= Song of the Earth =

1969 novel by Alexander Cordell

First edition (publ. Gollancz)

Song of the Earth is a novel by Alexander Cordell, first published in 1969. It is the final book of Cordell's "Mortymer Trilogy".

The novel is Cordell's third book in the lives of the Mortymer family, after Rape of the Fair Country and Hosts of Rebecca. It tells of the Evan family buying a canal barge on the Neath valley canal. There they meet Mari Mortymer and her adopted daughter Rhiannon. It tells of the coal industry in Resolven as well as the Brunel designed Canal system of the valley.

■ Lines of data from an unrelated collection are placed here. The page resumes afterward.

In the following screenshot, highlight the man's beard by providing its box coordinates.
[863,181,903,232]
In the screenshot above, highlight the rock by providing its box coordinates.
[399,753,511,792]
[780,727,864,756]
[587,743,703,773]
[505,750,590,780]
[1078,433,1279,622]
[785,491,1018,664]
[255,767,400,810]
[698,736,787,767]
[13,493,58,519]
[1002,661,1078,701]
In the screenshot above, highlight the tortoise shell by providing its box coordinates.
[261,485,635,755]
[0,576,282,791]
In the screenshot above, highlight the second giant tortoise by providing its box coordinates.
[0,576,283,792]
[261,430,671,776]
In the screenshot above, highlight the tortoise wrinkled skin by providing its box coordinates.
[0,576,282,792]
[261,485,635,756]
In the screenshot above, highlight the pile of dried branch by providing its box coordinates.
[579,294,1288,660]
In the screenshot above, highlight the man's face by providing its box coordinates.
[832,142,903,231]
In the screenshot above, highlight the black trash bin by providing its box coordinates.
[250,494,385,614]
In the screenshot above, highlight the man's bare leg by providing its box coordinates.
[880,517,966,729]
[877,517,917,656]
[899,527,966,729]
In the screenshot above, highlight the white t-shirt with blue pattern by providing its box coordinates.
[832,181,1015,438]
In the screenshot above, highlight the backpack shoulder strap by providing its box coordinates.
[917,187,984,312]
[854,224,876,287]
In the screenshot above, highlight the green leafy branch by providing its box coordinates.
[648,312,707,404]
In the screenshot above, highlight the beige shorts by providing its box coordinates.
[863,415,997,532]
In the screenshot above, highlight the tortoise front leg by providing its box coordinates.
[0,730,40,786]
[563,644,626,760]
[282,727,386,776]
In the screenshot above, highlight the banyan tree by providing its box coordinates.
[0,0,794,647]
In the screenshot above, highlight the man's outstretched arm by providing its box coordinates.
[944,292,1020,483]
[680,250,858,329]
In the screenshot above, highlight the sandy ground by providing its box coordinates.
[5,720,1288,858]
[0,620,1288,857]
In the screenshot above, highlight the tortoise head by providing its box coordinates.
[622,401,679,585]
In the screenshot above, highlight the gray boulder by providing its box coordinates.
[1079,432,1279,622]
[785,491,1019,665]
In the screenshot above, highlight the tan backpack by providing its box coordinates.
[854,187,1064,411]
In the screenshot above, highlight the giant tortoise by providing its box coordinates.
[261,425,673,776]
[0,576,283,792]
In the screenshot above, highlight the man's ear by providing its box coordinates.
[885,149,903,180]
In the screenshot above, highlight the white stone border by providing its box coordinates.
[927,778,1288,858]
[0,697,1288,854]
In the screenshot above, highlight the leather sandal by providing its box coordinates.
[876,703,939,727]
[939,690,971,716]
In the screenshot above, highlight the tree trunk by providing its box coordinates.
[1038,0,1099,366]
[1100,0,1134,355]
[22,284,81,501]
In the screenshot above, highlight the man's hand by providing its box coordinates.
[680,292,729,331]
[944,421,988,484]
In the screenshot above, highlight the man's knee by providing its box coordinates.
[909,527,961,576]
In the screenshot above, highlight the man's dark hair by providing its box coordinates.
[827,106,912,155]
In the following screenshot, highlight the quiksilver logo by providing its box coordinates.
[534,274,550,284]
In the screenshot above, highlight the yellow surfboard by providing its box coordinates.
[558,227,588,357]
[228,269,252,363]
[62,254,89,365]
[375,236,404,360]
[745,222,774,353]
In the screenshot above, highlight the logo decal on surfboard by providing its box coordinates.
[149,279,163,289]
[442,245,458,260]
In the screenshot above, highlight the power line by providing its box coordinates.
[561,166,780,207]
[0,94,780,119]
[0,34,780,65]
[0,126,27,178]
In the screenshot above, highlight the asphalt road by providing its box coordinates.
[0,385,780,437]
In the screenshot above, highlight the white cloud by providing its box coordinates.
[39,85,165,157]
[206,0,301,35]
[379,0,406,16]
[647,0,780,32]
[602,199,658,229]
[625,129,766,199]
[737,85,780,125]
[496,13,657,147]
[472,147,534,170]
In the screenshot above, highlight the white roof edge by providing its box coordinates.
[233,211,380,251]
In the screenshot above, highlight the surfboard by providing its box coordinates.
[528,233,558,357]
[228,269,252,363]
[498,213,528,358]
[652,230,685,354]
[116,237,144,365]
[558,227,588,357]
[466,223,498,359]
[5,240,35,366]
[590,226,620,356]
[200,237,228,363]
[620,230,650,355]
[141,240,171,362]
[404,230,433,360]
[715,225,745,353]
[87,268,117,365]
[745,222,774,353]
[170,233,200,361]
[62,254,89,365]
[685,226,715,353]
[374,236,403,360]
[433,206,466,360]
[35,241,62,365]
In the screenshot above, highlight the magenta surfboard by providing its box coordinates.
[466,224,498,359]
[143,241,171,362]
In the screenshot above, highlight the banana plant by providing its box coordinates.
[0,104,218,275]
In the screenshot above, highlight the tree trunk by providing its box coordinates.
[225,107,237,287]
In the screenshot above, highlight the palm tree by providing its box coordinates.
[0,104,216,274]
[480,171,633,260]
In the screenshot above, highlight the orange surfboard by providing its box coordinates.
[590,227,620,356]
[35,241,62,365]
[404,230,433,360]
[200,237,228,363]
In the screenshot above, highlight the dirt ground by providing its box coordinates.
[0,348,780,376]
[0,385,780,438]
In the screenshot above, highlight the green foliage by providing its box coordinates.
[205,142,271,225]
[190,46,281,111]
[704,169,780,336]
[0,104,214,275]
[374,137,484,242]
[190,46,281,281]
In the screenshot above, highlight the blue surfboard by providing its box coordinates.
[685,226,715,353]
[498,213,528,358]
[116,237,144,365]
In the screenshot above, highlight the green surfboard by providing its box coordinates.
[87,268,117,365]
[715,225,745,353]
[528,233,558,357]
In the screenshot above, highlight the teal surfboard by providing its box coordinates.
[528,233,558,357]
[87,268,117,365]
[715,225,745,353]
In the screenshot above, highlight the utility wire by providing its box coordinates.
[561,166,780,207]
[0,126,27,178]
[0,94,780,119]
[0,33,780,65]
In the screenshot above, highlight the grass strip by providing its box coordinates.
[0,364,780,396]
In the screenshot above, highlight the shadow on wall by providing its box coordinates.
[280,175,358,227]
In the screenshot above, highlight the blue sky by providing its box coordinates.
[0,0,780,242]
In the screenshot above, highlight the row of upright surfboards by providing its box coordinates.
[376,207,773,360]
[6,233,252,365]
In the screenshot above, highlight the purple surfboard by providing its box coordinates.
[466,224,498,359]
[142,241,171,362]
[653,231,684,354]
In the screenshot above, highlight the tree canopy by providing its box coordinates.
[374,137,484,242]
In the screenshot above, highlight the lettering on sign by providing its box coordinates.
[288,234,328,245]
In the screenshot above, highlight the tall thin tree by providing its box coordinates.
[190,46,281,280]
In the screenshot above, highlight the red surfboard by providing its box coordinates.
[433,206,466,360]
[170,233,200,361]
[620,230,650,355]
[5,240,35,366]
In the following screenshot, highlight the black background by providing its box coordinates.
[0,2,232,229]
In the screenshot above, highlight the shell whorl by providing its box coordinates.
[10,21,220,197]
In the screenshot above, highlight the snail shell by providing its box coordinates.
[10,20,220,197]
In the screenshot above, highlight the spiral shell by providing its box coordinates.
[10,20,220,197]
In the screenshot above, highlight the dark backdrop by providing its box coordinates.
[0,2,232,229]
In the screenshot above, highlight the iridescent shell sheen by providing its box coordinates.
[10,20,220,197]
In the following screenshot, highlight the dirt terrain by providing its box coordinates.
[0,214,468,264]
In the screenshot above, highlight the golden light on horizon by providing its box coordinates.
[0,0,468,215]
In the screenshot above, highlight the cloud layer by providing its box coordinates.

It describes the landscape of the area (still viewable today over 150 years later) as well as the hardship suffered by the family, and growth of disease and population topography in the industrial revolution.

Cordell's third book in the lives of Mortymer family switches its focus to the canals and waterways of South Wales, especially the Neath Valley. The narrator is Bryn Evan, son of Mostyn and he describes how he, his Father and the Evan family take delivery of a new barge as owner/operators. They struggle to maintain a working existence against the onslaught of the new railways then under construction and being forged by the inspired engineering skills of Isambard Kingdom Brunel which are penetrating the valleys of South Wales. Against this backdrop, Mostyn marries Marie Mortymer who also appears in 'Rape of the Fair Country' and 'The Hosts of Rebecca'.

Time passes and the family have to accept the inevitable that the canals are failing, so they move to Aberdare to work in the pits and experience the grinding poverty and the everyday struggle of the Miners working the coalfields of the middle period of the 19th. Century.